Charm City refers to a nickname for Morsberger’s
hometown, Baltimore. “Catoctin,” in Maryland
Fantasy (p. 6), is the mountain range straddling Maryland, his native
state, and Virginia. The area includes Cunningham Falls (p. 10). In the 1940s, working
in a camp for crippled children in the Catoctin Mountains, Morsberger would
play one of his favorite pieces of music, Mendelssohn’s Rondo Capriccioso, the title of and writing in yet another work (p.
7).
“So
there,” Morsberger says after reluctantly explaining the meaning of words and phrases
in several paintings. “All of the terms are an excuse to move lines and colors
around. It’s very much stream of consciousness.” With approval, he refers to Mattise’s
quote that painters ought to have their tongues cut out because their decision
to become a painter takes away their right to express themselves with anything
but a brush. “The writing is not meant to be mysterious in any way,” Morsberger
says. “I am not trying to confound the viewer. I want the viewer to be a
participant just as me, and I take it as an act of fate that people will bring
their own insights as to what the paintings are trying to be and offer.”
During
his early-1950s undergraduate studies at the Carnegie Institute of Technology
in Pittsburgh, now Carnegie Mellon University, Morsberger didn’t care much for
the Abstract Expressionism that dominated the art world. He took his cues more
from Bay Area Figuration painters such as Elmer Bischoff, Richard Diebenkorn
and Nathan Oliveira. The academic training he received courtesy of the GI Bill at
Oxford’s Ruskin School of Drawing later that decade was more his speed.

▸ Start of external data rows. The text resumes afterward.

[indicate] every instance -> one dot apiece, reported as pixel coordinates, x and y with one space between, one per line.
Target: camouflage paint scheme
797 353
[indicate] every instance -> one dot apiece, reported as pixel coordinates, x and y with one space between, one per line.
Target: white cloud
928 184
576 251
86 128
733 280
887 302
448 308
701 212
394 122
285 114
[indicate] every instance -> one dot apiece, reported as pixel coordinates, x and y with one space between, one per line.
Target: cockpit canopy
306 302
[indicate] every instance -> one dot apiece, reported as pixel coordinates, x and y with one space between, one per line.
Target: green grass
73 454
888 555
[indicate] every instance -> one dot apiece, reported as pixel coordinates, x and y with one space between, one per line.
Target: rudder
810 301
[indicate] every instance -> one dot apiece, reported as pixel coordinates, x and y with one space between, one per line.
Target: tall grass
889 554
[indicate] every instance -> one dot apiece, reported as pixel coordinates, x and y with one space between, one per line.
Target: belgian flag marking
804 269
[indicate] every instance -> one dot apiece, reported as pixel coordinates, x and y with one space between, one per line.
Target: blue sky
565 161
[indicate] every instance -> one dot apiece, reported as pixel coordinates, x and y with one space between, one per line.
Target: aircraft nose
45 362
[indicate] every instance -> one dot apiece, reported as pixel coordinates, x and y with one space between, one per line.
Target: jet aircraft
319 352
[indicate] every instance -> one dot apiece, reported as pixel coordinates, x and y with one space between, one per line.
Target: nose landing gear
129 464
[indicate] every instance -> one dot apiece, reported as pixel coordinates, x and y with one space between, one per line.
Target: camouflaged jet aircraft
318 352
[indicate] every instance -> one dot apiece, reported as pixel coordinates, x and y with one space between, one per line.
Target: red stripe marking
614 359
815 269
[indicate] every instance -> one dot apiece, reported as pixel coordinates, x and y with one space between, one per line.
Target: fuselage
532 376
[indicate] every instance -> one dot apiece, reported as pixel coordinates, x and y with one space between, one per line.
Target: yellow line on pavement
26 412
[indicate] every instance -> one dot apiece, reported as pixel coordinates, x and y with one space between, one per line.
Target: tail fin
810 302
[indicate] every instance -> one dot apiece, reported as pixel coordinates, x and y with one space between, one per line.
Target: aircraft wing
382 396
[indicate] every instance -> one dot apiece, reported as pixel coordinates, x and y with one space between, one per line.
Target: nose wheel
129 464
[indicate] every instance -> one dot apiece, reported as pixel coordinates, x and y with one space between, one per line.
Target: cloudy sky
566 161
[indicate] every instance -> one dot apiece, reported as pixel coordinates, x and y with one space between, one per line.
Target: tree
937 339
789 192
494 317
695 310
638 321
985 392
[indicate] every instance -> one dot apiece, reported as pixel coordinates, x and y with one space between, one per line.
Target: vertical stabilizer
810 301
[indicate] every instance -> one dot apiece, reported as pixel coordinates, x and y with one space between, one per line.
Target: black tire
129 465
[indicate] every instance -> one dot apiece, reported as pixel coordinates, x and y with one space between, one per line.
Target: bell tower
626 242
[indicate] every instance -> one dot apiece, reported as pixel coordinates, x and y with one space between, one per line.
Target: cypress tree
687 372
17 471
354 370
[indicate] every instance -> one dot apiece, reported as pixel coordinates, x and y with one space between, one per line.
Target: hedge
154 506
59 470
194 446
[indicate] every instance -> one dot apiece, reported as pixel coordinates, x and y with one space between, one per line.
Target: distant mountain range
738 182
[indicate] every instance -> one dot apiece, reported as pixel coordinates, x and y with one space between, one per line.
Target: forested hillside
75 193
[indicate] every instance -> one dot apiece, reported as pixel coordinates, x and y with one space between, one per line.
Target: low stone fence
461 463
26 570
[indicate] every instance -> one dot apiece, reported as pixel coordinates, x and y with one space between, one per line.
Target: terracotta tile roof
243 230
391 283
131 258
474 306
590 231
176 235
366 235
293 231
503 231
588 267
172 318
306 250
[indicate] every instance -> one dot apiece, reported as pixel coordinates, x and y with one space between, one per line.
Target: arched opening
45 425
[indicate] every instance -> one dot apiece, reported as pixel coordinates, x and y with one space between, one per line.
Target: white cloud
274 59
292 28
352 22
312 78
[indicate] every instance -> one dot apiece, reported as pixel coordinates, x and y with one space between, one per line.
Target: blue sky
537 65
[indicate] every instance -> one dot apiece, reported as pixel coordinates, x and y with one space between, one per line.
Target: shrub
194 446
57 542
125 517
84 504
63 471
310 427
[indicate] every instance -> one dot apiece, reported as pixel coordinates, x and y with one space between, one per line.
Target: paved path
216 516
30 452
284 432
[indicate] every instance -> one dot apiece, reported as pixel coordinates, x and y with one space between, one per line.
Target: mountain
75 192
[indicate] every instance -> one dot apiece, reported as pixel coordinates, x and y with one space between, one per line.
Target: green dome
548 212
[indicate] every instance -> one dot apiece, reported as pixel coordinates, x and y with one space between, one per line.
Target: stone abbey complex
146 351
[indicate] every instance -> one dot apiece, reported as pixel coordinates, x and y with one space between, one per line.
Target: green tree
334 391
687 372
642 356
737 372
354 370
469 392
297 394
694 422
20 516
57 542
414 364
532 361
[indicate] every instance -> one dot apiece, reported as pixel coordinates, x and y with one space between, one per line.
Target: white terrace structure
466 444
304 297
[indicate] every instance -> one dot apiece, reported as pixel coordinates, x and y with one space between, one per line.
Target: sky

In the 1960s, Morsberger was a
committed figurative realist with a modern flair, dealing with JFK’s
assassination, civil rights and other political issues. But a 1972 painting about the My Lai
Massacre stopped him cold. “I couldn’t do it anymore,” he said in 2009.
Slashing paint all over the work, Morsberger discovered his inner abstract
expressionist after all and turned to expressive, abstracted landscapes, such as Cornish
Fantasy (p. 4).
But
he missed the figure, which returned in the early 1980s, after his father’s
death, as figures from his youth rather than the contemporaries Morsberger
dealt with in the 1960s. In the early 1980s, he briefly painted rather exact,
regimented scenes with a multitude of strongly delineated figures, deciding on
what color to use for which parts by throwing dice. Around 1982, he arrived at
the cartoon-like characters painted with a sure, painterly, draftsman-like
brush that came to define much of his career. They were, as Mark Van Proyen
wrote in 1993, “billowing improvisations of phosphorescent color oscillating in
the shallow field along with cartoon faces that suggest images of Ross Perot
drawn by Gasoline Alley cartoonist Frank King.”
In
his 2007 book Phillip Morsberger: A
Passion for Painting, British author Christopher Lloyd observed that the paintings
“adumbrate universal truths about life and death through a sequence of personal
references.” Morsberger himself says: “All these paintings are on their face
comedic, but they are a little bit like whistling in the cemetery. They are
about life, death and resurrection.”
Why
did he step away from figuration? “I am not sure I know the answer,” Morsberger
says. “I suppose I was feeling I was repeating myself, running the risk of
becoming formulaic, so I went out to the edge of the branch, as it were, making
marks just for a while and in the process enjoying the color interplay. But
also inserting words that in one way or another had some meaning for me. Childhood
nostalgia things. Words that aroused me to write them and embellish them and then
using them as a springboard for composition. And from there, one is just
hanging onto the brush for dear life.”
“I’ve
been enjoying the voyage so far. Where it will take me, I can only imagine. As I
said, hanging onto the brush for dear life. Whether the figures will come back,
I don’t know, but it easily could happen. But for now I am perfectly happy with
my words, and strokes and color interactions. If I knew what I was doing, I
could quit. But I don’t, so I can’t.”